Allgegenwärtig ist die Klage über die Kommerzialisierung der Weihnachtszeit. »Schrecklich, wie kommerziell es zu Weihnachten zugeht!«, rief am 19. Dezember 2019 ein Radiomoderator in WDR 3 aus. »Da genügt schon ein Blick auf die Wunschzettel der Kinder: Sie wollen ein Eifon 13 und Gutschilatschen und ein Bättmänset von Kego.« Als Alternative propagierte er im nächsten Satz ein Weihnachtsritual, bei dem die Kinder mit hölzernen Kegeln, Würfeln und Kreiseln beglückt werden.

Früher? War mehr Lametta

Mir kommt die Idee kitschig vor und ich frage: Wo kommen denn die hölzernen Kegel, Würfel und Kreisel her? Werden die nicht gekauft? Wer bastelt so etwas denn selber? Und wenn es einer selber bastelt – braucht er dafür nicht Werkzeuge und Lacke und einen Hobbykeller, lauter Dinge, die man kaufen oder mieten muss?
Früher soll das ja anders gewesen sein. Früher war Weihnachten angeblich nicht kommerziell. Dieser These widersprach schon 1975 der gute alte Loriot, als er Opa Hoppenstedt feststellen ließ: »Früher war mehr Lametta.«
(Man beachte auch die besinnlichen NATO-Panzer im Spielzeugladen.)

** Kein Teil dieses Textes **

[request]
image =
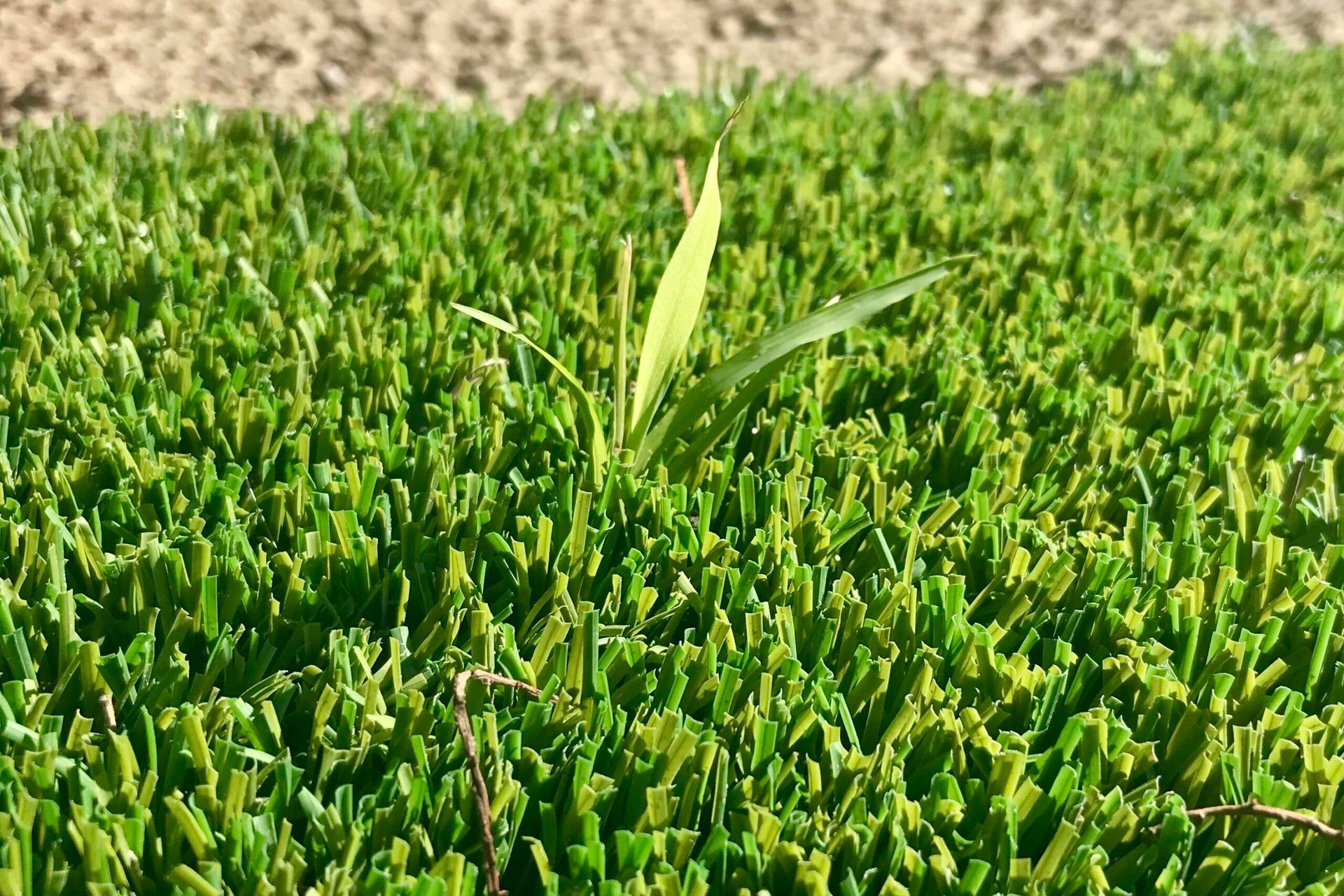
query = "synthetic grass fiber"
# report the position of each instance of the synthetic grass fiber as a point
(967, 601)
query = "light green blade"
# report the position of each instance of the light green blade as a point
(707, 435)
(827, 321)
(676, 305)
(597, 449)
(622, 320)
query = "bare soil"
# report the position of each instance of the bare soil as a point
(93, 57)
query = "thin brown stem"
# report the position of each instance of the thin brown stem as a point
(1287, 816)
(683, 187)
(483, 794)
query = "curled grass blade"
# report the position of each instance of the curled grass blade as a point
(597, 448)
(678, 301)
(820, 324)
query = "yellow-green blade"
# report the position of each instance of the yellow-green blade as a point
(827, 321)
(676, 305)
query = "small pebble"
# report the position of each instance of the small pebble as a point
(332, 77)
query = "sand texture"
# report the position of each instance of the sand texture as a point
(93, 57)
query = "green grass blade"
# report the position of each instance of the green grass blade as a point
(597, 449)
(676, 305)
(820, 324)
(707, 435)
(622, 321)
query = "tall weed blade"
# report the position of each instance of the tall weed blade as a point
(676, 305)
(622, 323)
(597, 449)
(820, 324)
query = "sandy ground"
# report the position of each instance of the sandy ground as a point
(90, 57)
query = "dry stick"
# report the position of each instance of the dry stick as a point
(683, 186)
(483, 796)
(1287, 816)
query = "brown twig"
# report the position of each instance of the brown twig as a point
(483, 794)
(683, 187)
(109, 715)
(1254, 808)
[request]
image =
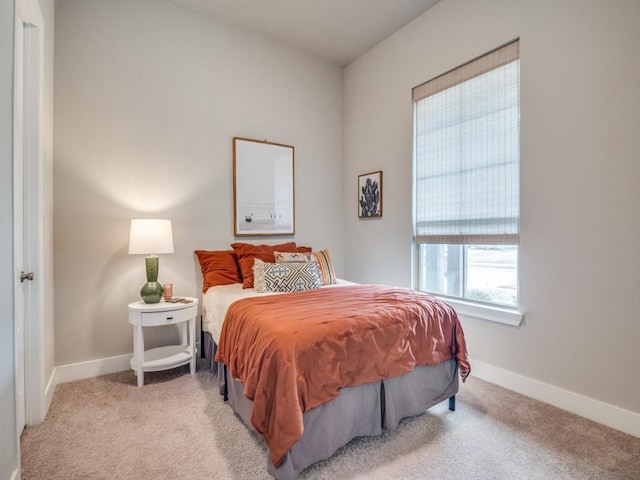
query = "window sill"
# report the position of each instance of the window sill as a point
(506, 316)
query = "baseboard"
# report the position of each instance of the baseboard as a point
(94, 368)
(91, 368)
(48, 392)
(609, 415)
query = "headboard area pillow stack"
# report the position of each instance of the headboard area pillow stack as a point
(247, 253)
(225, 267)
(218, 268)
(322, 258)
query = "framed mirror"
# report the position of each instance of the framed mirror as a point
(263, 188)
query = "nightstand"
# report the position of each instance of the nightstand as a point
(164, 313)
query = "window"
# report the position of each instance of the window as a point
(466, 180)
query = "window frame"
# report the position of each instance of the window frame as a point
(501, 313)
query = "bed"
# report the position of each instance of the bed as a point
(312, 369)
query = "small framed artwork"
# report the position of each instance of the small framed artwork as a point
(370, 194)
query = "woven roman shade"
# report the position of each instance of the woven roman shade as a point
(467, 152)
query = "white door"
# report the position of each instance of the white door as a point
(18, 212)
(27, 211)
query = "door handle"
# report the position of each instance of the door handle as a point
(26, 276)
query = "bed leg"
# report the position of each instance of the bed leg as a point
(202, 355)
(225, 395)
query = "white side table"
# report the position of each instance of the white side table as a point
(163, 358)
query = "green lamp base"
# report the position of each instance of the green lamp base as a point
(151, 292)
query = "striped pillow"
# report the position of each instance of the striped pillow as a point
(322, 258)
(285, 277)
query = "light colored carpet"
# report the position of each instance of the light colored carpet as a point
(178, 427)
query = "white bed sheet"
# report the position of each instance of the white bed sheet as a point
(217, 300)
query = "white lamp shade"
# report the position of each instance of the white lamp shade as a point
(150, 237)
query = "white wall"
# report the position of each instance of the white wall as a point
(148, 96)
(579, 251)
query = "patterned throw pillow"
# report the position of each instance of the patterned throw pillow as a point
(285, 277)
(322, 258)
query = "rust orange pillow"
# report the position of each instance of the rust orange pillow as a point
(219, 267)
(247, 252)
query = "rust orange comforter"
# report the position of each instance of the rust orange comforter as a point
(294, 352)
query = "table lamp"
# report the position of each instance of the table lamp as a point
(151, 237)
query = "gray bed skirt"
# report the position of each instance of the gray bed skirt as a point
(365, 410)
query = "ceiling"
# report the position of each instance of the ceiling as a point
(338, 30)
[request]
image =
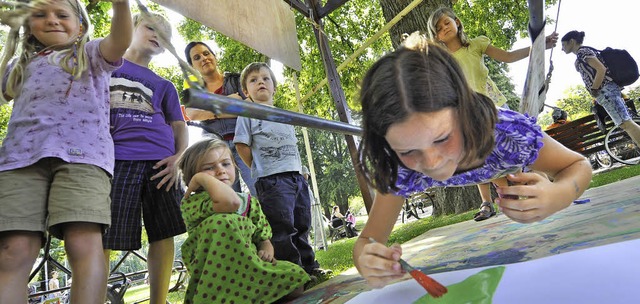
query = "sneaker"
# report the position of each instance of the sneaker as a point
(312, 282)
(319, 272)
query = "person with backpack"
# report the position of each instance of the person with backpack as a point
(202, 58)
(597, 77)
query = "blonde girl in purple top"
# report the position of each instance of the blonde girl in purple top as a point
(57, 159)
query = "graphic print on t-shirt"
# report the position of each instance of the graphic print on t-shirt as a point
(127, 94)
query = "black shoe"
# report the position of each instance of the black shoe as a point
(319, 272)
(312, 282)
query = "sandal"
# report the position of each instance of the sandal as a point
(484, 214)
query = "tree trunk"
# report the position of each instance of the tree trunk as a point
(447, 200)
(416, 20)
(453, 200)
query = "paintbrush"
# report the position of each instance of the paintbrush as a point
(433, 287)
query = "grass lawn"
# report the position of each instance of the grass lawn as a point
(337, 257)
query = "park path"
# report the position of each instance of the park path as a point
(611, 216)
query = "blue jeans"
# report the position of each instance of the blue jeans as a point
(284, 198)
(610, 99)
(245, 172)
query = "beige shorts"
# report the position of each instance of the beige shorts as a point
(51, 192)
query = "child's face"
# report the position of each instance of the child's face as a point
(446, 29)
(568, 46)
(203, 60)
(218, 163)
(430, 143)
(55, 23)
(145, 39)
(260, 86)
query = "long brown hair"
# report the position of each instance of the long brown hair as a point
(418, 77)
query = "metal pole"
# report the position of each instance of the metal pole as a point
(203, 100)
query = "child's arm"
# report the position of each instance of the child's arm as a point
(265, 251)
(170, 173)
(536, 196)
(116, 43)
(519, 54)
(244, 152)
(377, 263)
(224, 197)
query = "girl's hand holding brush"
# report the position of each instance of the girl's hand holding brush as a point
(378, 263)
(433, 287)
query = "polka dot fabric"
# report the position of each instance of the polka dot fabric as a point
(222, 258)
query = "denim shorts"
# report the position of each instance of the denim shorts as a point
(611, 100)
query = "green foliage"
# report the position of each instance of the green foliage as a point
(634, 93)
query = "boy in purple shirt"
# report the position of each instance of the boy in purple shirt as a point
(149, 133)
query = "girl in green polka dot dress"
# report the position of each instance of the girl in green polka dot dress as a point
(228, 253)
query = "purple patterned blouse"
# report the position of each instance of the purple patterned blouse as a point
(518, 140)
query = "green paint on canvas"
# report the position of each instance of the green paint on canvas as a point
(478, 289)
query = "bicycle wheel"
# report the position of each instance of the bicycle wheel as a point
(621, 147)
(603, 159)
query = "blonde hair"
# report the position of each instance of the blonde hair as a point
(72, 58)
(432, 25)
(193, 157)
(156, 21)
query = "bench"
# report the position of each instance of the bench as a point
(581, 135)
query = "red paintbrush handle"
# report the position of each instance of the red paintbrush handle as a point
(432, 286)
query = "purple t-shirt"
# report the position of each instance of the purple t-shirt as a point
(46, 122)
(518, 141)
(143, 105)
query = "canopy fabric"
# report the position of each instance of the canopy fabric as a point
(267, 26)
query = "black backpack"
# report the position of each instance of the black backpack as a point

Und ich widerspreche auch. Ich bin 59, und »früher«, das war in meinem Fall, sagen wir, 1970; kurz vor Hoppenstedts Weihnachten. Da wollte ich eine elektrische Eisenbahn haben und ein Kettcar und – welche Sehnsucht meiner präphallischen Träume! – ein rund 60 cm hohes Modell der Saturn-5-Rakete, das im Schaufenster eines Aachener Spielwarenladens stand, Kostenpunkt 67 DM, w.i.m.n.i. Die Eisenbahn und das Kettcar habe ich bekommen – verteilt auf zwei Weihnachtsbescherungen –, die Rakete nicht. Früher war weniger Warenwelt? Ich kann micht nicht erinnern. Du vielleicht?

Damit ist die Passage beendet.